4) Static factory (as pointed out by Evgeniy Dorofeev below)

public MyClass {
    private Map<String, Integer> map1;
    private Map<String, String> map2;
    // other properties

    private MyClass() {}

    public static MyClass withMap1(Map<String, Integer> map ) {
        MyClass c = new MyClass();
        c.map1 = map;
        return c;
    }
    public static MyClass withMap2(Map<String, String> map ) {
        MyClass c = new MyClass();
        c.map2 = map;
        return c;
    }
    // getters and setters
}

Answer 2

HashMap map1 and HashMap map2 are completely different. They can't be interchangeable. So, you need define a construction passing two hash maps.
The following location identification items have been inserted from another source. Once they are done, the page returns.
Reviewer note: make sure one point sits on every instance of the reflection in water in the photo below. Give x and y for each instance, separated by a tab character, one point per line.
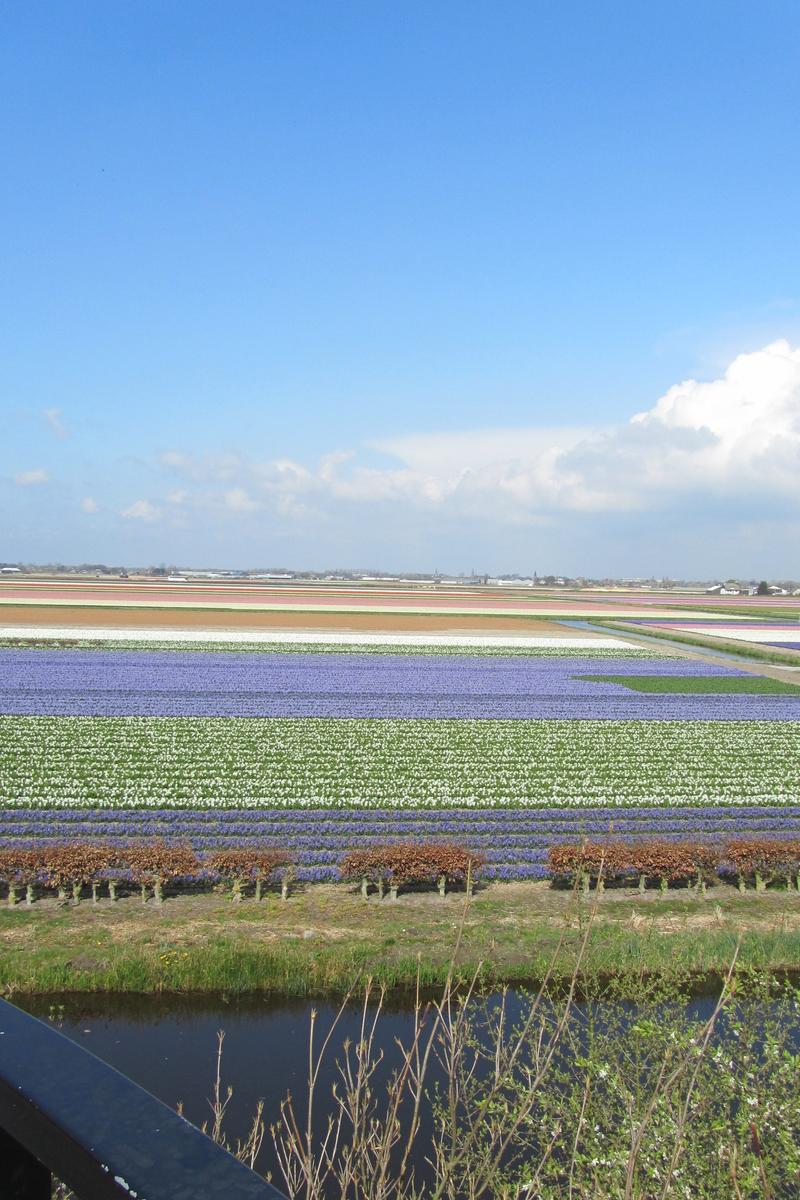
168	1044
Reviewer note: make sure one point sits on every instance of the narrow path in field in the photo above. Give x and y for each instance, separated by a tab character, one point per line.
726	657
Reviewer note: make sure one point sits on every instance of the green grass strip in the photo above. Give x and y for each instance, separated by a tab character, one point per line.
749	685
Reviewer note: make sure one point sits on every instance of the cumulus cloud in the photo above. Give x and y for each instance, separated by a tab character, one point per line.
737	437
238	501
53	418
31	478
142	510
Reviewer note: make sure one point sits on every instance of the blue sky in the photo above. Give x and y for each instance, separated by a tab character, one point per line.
384	285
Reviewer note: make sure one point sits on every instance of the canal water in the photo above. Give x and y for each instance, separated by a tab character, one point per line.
168	1044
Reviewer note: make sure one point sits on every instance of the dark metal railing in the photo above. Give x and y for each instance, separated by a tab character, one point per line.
66	1114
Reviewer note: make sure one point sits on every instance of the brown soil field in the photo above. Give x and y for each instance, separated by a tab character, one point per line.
313	622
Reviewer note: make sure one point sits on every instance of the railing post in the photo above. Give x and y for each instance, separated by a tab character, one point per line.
23	1176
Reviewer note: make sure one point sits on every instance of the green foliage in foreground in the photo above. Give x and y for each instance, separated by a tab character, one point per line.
705	685
262	947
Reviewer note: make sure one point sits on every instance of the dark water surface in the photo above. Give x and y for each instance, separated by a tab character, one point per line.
168	1044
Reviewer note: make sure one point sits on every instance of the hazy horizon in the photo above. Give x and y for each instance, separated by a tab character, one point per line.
421	286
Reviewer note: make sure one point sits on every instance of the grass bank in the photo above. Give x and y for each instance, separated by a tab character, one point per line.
320	939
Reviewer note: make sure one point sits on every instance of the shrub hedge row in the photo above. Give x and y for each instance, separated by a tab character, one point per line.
70	868
758	861
408	863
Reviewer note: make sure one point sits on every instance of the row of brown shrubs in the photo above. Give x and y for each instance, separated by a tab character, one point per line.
758	861
150	865
403	863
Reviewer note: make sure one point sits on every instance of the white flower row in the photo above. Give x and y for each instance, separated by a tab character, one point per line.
167	762
308	639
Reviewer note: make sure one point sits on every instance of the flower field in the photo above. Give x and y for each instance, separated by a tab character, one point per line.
130	683
319	748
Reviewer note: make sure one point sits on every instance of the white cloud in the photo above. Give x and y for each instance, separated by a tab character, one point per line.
142	510
238	501
53	418
735	438
30	478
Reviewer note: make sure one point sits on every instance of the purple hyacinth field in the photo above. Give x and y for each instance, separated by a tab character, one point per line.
78	683
515	843
318	753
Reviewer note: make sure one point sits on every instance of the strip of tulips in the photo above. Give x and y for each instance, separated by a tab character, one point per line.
72	762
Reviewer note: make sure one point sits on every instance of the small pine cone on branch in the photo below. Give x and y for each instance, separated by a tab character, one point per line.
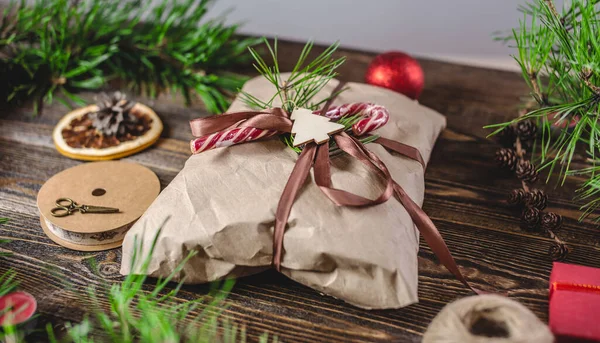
517	197
536	198
551	221
506	158
530	218
526	171
526	130
559	251
508	137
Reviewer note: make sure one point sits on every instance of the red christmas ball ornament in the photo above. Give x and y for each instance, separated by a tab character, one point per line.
397	71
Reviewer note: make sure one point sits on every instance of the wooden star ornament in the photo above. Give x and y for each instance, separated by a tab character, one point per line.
309	127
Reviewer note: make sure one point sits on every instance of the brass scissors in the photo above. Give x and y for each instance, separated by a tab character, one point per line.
66	206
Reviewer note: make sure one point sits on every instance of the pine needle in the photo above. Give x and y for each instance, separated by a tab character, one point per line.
559	56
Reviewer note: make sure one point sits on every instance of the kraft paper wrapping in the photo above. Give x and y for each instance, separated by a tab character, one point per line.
222	204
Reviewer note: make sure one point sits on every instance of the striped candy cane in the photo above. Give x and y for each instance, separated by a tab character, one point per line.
374	117
229	137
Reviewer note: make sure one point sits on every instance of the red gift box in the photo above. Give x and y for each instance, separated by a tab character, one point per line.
574	303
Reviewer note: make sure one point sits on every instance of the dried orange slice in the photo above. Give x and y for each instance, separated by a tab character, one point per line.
95	133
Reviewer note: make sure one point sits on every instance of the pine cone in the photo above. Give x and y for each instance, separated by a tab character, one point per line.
526	130
559	251
507	137
526	171
536	198
113	116
517	197
506	158
551	221
530	218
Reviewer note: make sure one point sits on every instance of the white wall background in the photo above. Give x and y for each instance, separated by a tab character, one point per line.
452	30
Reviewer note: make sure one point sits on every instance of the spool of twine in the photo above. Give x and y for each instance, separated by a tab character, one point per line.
487	318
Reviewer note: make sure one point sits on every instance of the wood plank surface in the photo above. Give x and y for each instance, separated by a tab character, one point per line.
465	195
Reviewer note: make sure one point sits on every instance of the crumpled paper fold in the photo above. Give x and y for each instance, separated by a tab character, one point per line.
222	204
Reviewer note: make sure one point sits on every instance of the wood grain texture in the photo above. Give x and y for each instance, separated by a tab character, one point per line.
465	195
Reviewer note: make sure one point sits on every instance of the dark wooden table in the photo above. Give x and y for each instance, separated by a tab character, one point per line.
465	195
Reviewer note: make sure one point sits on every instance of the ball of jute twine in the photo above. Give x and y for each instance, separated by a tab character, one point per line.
487	318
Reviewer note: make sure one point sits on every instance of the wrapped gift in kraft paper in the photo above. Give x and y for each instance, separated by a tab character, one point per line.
223	204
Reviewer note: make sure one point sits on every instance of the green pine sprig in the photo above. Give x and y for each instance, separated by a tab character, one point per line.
50	50
138	313
559	55
305	81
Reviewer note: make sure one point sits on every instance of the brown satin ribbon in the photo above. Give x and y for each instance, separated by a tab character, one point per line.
317	157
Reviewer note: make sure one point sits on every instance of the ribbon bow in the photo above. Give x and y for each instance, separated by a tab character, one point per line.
269	122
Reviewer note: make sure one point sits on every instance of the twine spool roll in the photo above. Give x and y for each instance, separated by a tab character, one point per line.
127	186
487	318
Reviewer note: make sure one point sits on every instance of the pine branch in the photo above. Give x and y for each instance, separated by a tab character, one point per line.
60	47
564	48
305	81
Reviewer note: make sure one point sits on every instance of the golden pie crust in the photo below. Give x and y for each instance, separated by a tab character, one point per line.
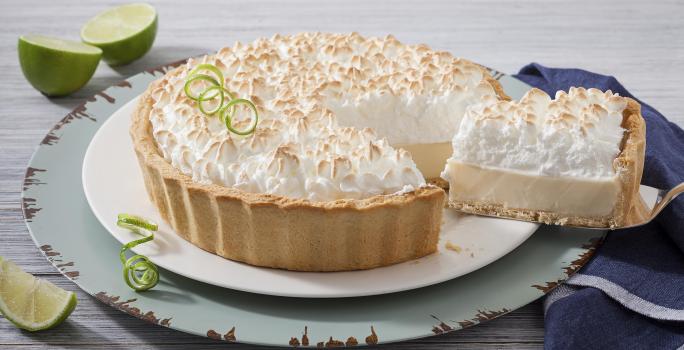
280	232
629	165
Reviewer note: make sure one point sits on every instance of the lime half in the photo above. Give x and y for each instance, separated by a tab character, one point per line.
31	303
56	67
124	33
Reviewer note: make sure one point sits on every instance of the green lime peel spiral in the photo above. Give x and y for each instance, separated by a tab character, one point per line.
216	89
139	272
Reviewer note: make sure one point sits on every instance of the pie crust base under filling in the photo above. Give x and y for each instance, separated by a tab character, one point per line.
280	232
573	202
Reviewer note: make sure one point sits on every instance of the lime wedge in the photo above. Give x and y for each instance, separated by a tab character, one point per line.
31	303
56	67
124	33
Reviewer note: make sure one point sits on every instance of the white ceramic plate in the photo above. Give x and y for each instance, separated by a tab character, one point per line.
113	184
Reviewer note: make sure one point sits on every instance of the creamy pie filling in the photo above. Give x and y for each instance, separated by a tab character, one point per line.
516	190
540	153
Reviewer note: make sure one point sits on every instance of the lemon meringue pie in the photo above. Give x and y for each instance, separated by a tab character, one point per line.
324	182
576	159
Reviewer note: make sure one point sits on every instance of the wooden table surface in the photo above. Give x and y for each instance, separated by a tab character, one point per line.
641	44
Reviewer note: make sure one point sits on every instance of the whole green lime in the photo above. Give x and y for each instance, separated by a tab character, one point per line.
54	66
124	33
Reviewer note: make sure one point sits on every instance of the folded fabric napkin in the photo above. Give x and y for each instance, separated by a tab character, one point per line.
631	294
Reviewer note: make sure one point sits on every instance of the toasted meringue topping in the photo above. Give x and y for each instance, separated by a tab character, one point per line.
329	108
577	134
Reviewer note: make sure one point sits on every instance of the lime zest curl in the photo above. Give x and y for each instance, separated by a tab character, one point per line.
139	272
226	114
217	90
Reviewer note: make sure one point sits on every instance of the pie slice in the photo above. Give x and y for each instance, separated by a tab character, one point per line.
324	183
576	159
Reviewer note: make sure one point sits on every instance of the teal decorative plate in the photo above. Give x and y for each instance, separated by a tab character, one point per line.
72	239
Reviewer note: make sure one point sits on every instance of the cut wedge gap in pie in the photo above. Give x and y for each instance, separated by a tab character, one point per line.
326	182
576	159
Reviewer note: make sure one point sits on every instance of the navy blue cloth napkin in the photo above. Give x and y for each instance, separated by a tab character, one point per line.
631	294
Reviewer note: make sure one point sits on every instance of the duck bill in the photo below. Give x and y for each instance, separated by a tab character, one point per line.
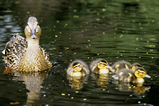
109	67
147	76
33	34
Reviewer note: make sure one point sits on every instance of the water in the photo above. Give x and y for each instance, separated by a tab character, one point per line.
86	30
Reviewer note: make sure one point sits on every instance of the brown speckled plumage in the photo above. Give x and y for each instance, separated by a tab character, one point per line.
22	54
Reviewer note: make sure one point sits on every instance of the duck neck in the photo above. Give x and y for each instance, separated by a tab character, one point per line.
140	80
33	43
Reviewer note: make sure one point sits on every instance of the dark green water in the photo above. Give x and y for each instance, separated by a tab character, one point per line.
90	29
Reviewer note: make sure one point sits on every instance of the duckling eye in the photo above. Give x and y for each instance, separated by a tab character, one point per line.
37	29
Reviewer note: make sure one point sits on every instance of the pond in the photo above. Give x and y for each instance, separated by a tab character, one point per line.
87	30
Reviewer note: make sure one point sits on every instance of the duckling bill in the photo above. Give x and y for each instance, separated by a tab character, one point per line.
22	54
78	68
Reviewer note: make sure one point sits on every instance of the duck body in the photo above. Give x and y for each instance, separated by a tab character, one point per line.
22	54
77	68
131	76
99	66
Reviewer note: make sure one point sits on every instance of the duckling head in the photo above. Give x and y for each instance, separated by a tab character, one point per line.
103	64
136	65
141	73
32	30
77	67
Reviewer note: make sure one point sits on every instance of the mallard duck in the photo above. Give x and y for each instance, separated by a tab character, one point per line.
22	54
120	65
100	66
128	75
77	68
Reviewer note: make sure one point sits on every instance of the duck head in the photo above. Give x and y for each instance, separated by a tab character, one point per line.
32	30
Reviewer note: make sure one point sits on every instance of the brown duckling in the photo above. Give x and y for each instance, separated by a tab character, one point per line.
120	65
100	66
78	68
22	54
128	75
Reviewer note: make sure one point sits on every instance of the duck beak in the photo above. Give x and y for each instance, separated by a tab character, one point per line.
33	34
147	76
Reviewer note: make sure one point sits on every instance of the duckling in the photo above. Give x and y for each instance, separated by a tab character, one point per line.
128	75
120	65
100	66
135	65
22	54
77	68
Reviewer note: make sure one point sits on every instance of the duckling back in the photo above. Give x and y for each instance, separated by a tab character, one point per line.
103	69
120	65
125	75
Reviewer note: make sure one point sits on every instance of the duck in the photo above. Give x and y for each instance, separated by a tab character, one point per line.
78	68
120	65
135	65
100	66
25	54
131	76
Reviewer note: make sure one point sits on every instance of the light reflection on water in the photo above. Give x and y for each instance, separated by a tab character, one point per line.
86	31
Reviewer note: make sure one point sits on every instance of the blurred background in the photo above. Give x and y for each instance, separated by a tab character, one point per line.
83	29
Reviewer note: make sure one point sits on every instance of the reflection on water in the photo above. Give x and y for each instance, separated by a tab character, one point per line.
138	89
33	82
113	30
102	80
76	82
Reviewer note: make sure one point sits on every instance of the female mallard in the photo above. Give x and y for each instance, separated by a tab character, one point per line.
100	66
22	54
78	68
128	75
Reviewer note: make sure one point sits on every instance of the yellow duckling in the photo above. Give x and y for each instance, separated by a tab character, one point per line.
120	65
135	65
100	66
128	75
78	68
22	54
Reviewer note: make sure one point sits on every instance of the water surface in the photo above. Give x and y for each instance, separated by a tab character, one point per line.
86	30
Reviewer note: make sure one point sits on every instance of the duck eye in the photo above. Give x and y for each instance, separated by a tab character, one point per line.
28	29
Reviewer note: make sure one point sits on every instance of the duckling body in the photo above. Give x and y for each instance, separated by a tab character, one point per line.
128	75
22	54
120	65
77	68
99	66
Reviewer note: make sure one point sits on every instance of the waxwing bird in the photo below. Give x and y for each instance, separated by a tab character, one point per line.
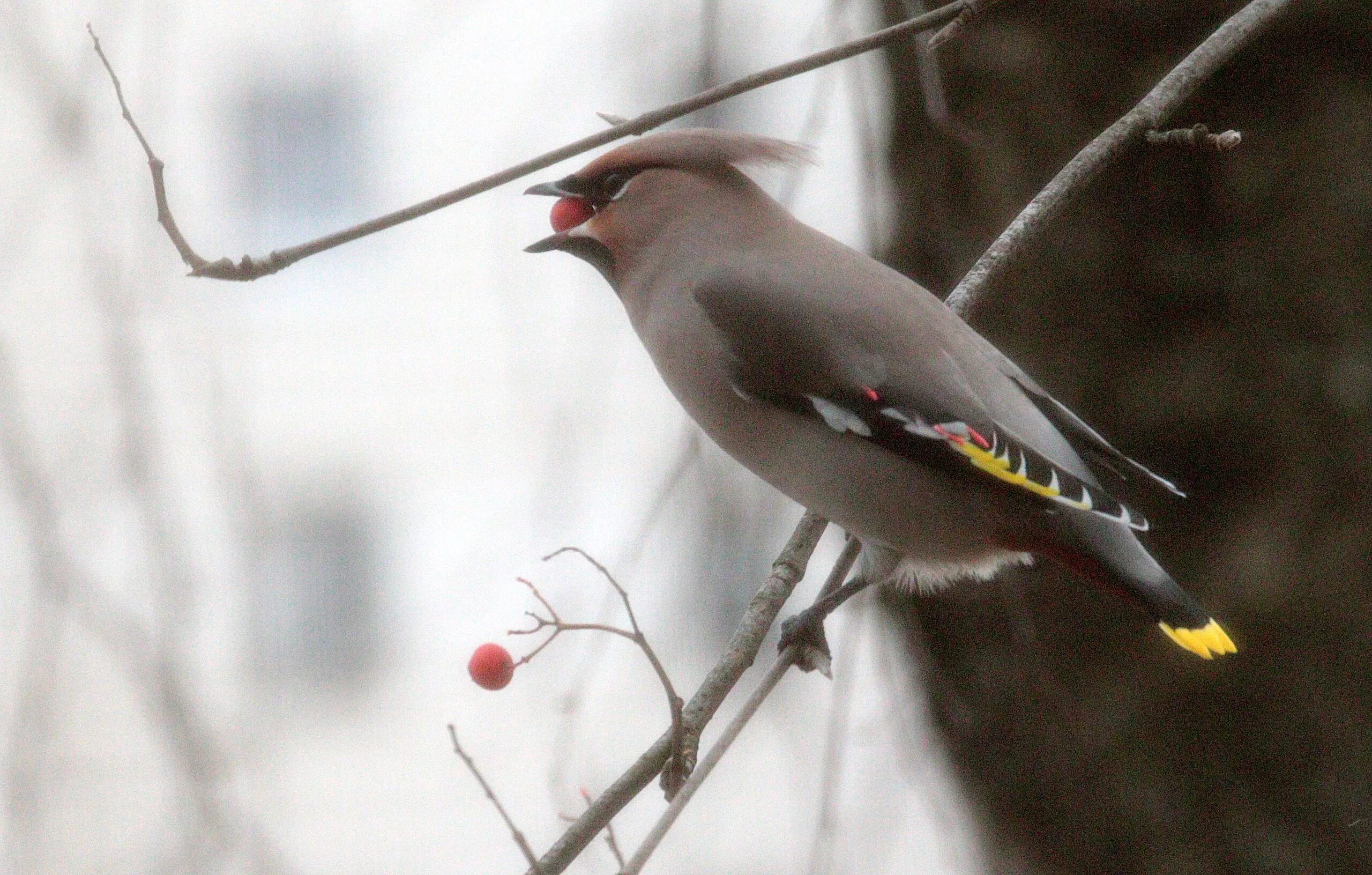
847	386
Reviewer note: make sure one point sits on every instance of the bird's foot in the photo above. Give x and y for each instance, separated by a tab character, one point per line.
806	633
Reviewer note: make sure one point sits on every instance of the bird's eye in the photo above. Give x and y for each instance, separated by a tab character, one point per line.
613	184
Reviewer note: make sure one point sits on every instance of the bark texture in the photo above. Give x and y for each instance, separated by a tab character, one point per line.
1211	315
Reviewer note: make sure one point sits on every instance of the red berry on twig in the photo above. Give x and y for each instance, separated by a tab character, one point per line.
491	667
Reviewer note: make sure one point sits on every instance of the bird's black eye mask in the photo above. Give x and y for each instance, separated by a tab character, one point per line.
599	191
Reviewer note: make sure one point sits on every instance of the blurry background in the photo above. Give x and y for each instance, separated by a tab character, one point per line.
253	532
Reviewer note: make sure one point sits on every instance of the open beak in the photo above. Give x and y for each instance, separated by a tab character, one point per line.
550	190
549	243
567	187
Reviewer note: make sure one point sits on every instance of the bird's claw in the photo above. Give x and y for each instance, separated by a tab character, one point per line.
806	631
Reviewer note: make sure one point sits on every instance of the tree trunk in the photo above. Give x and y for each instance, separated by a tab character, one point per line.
1209	315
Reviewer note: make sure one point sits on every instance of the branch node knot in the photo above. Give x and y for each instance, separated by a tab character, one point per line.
1197	138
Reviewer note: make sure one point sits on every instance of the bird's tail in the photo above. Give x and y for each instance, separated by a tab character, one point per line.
1112	554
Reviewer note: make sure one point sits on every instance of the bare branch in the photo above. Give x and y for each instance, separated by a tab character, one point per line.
743	649
788	657
711	760
971	11
160	190
519	837
609	834
836	743
1196	138
250	268
1149	114
678	766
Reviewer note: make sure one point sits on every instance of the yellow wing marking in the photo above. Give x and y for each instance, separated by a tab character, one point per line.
1206	642
999	466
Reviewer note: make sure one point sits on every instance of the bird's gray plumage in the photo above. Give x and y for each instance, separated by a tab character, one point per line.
849	387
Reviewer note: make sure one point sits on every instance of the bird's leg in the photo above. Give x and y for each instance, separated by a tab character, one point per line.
806	631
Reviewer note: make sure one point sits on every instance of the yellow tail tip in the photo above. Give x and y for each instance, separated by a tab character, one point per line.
1206	642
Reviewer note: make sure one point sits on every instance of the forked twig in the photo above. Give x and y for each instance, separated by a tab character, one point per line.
250	268
680	763
160	187
788	657
743	649
519	837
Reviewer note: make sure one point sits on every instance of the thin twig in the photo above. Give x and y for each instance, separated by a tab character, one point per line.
1149	114
711	760
836	743
160	190
743	649
1196	138
788	657
678	766
609	834
575	696
253	268
971	11
519	837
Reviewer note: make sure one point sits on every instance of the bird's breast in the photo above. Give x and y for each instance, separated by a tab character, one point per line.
868	490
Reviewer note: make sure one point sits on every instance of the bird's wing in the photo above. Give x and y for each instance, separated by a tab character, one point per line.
1077	429
832	358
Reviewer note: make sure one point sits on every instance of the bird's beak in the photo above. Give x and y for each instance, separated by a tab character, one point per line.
550	190
549	243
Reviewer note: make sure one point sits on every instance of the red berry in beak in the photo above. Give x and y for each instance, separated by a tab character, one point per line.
491	667
569	213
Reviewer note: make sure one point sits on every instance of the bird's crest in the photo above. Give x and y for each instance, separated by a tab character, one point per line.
699	147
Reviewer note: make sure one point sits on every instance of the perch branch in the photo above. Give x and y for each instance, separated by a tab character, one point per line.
788	657
160	188
743	649
971	11
707	766
1149	114
471	766
1196	138
251	268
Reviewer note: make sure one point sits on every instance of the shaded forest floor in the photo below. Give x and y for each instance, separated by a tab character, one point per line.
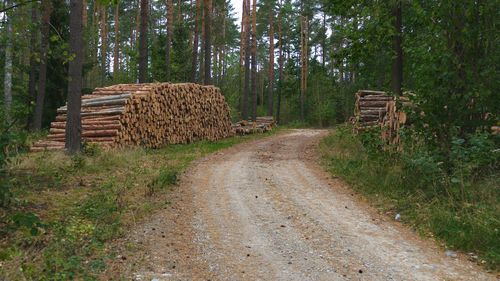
66	210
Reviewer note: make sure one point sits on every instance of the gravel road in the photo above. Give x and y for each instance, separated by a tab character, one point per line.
266	211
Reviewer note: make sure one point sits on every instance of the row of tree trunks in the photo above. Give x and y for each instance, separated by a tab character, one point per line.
151	115
376	109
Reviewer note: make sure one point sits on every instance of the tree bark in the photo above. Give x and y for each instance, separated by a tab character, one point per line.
271	63
207	44
42	76
73	124
143	44
7	83
254	60
194	63
242	56
103	22
280	62
246	91
304	38
33	64
170	29
397	64
116	55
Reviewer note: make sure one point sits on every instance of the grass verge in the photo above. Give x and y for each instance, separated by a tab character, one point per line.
68	210
463	214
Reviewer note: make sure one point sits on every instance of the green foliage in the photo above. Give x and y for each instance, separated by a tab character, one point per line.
442	199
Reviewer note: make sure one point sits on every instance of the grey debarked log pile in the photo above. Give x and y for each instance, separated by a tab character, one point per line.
151	115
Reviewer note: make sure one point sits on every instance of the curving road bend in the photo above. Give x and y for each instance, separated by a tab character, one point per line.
265	211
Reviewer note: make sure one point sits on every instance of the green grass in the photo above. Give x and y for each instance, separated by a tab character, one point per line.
68	210
462	214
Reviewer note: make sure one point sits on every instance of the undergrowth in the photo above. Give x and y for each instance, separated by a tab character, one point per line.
455	201
66	211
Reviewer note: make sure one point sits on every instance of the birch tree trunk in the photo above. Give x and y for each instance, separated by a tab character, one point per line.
42	76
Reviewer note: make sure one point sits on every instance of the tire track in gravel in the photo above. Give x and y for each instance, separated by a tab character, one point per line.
266	211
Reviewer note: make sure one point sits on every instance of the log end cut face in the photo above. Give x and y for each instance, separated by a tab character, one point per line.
150	115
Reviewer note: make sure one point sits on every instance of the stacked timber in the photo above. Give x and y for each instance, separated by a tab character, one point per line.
376	109
261	125
370	108
495	130
151	115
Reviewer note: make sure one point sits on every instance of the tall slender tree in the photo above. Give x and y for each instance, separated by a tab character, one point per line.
397	64
73	119
194	62
103	26
33	64
207	40
42	75
116	51
143	42
254	60
280	61
170	30
246	89
271	61
7	82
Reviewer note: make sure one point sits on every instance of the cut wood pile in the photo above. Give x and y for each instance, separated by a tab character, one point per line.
376	109
261	125
495	130
151	115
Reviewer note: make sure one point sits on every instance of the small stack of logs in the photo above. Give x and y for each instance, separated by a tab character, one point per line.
376	109
495	130
146	114
261	125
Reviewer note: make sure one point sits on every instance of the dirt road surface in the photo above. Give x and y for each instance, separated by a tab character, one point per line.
266	211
  public MyClass(HashMap<String, Integer> map1, HashMap<String, String> map2){
        ............
  }

Answer 3

I agree with the answer provided by digitaljoel ... But there can be few improvements to Builder Pattern provided as 3rd option for your workaround. One of the major advantages of Builder Pattern is that it eliminates the setter functions from parent class, and the client now calls the setter-like functions of builder class to set instance variables of parent class.

public class MyClass{
    private Map<String, Integer> map1;
    private Map<String, String> map2;

    public static Builder builder() {
        return new Builder();
    }

    public static class Builder {
        private Map<String, Integer> map1;
        private Map<String, String> map2;

        public Builder withMap1(Map<String, Integer> map) {
            map1 = map;
            return this;
        }

        public Builder withMap2(Map<String, String> map) {
            map2 = map;
            return this;
        }

        public MyClass build() {
            return new MyClass(this);
        }

    }

    public MyClass(Builder b) {
        map1 = b.map1;
        map2 = b.map2;
    }

    public static void main(String[] args) {
        // sample usage
        MyClass instance1 = MyClass.builder().withMap1(myMap1).build();
        MyClass instance2 = MyClass.builder().withMap2(myMap2).build();
        MyClass instance3 = MyClass.builder().withMap1(myMap1).withMap2(myMap2).build();
    }
}

Answer 4

public class MyObject<T> {
    public MyObject(Map<String, T> map) {
         // process map
    }
}

Then you can create your object with:

new MyObject<Integer>(map1);
new MyObject<String>(map2);

The question is: What do you want to do with a generic map inside MyObject...?

Another solution is:

public class MyObject {
    public <T> MyObject(Map<String, T> map) {
        // process map
    }
}

This is even more easy to use, because the type argument T is inferred at compile time:

new MyObject(map1);
new MyObject(map2);

However, you will not be able to determine the concrete type of T at runtime...

Answer 5

As a workaround you could use static factory methods with different names

Answer 6

You can't: generics get stripped out during the compilation stage: the compiled code just sees HashMap<Object, Object> in both cases.

The technical name for this process is type erasure. See http://docs.oracle.com/javase/tutorial/java/generics/erasure.html

In many ways that makes Java generics inferior to C++ templates.